HZ. MEVLÂNA CELÂLEDDİN-İ RUMÎ Kaddesellâhü Sırrahu’l Azîzi TANIMAMAKTA NEREYE KADAR?



Geçti fırsat bir dahi girmez ele
Dem bu demdir, dem bu dem
Hz. Mevlâna Celâleddin-İ Rumî Kaddesellâhü Sırrahu’l Azîz Efendimiz  sıradan bir din adamı ya da sıradan bir tasavvuf ehli değildir, mukallit bir statükocu ise hiç değildir. Daha ziyade bir eğitimci, bir müsteşar görünümündedir. Hiç kuşkusuz romantik bir adamdır, heyecanlıdır, cesur ve cömerttir, bir parça Nasrettin Hoca, bir parça Karagözdür. Kaygısız ve korkusuzdur. Aşkın tadını ve zevkini bilen bir gönül adamıdır. İnsan düşkünü, insan dostudur. Çünkü ona göre dünyada mutlak kötü yoktur.[1]
Şarapçı bir beyden öyle bir bahseder ki o beyin elini öpesiniz gelir. “Güzel gönüllü, şarapçı, her mahmurun ve her çaresizin sığınağı bir bey vardı. Şefkatli, yoksul gözeten, adaletli, değerli, altın dağıtan, derya gönüllü bir beydi. Yiğitlerin şahı, müminlerin emiri, yol koruyucusu, sır bilir ve dostu gören biriydi. İsa dönemi ve Mesih günleriydi, halka merhametli, incitmeyen ve tatlı biriydi. Ansızın bir gece ona bir misafir geldi, yine bir beydi, ona denk ve güzel dinliydi...”[2]

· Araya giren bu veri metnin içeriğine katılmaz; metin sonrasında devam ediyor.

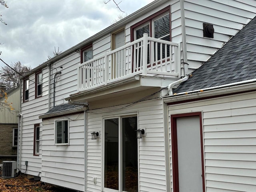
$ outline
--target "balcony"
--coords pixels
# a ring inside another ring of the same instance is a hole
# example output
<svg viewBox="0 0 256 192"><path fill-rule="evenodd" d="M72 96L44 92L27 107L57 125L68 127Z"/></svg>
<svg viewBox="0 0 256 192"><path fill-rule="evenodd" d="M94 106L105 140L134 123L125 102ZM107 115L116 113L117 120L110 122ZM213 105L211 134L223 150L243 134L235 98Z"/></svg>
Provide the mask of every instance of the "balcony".
<svg viewBox="0 0 256 192"><path fill-rule="evenodd" d="M180 77L180 44L143 37L78 67L79 92L125 80L138 76Z"/></svg>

O bir muzdariptir. Dertli biridir, gamzededir. Dolayısıyla bir “daru’l-hikmet” sayılsa yeridir. Mevlana’daki daru’l-hikmet bir nevi beşeri ilimler külliyesidir ki içinde filoloji, teoloji, tarih, coğrafya, edebiyat, felsefe, sosyoloji, tıp, müzik ve astronomi gibi disiplinleri barındırmakta olup, günümüzün siyasal bilgiler, fen-edebiyat, ilahiyat, eğitim, güzel sanatlar ve iletişim gibi fakültelerin çekirdeği ve prototipidir. Başka bir deyişle, benlikten ve bencillikten kurtulmasını bilmiş, sosyo­ekonomik ve jeo-politik sorunları dert edinmesini bilmiş bir devlet adamıdır Mevlana. Bu manada da J.P. Sartre’de somutlaşan varoluşçuluğun, Nurettin Topçu’da somutlaşa isyan ahlakının, Sabri Ülgener’de somutlaşan darlık iktisadının bir prototipidir. Dinamik bir adamdır, hareket ve eylem insanıdır. Değişime ve gelişmeye açıktır. Dinin sosyal hayata yönelik inceliklerini bilen ve onları öne çıkaran bir aydın kişidir. Mesnevi adlı eserinde gözümüze çarpan birkaç noktaya değinmek suretiyle bunları açmaya çalışalım.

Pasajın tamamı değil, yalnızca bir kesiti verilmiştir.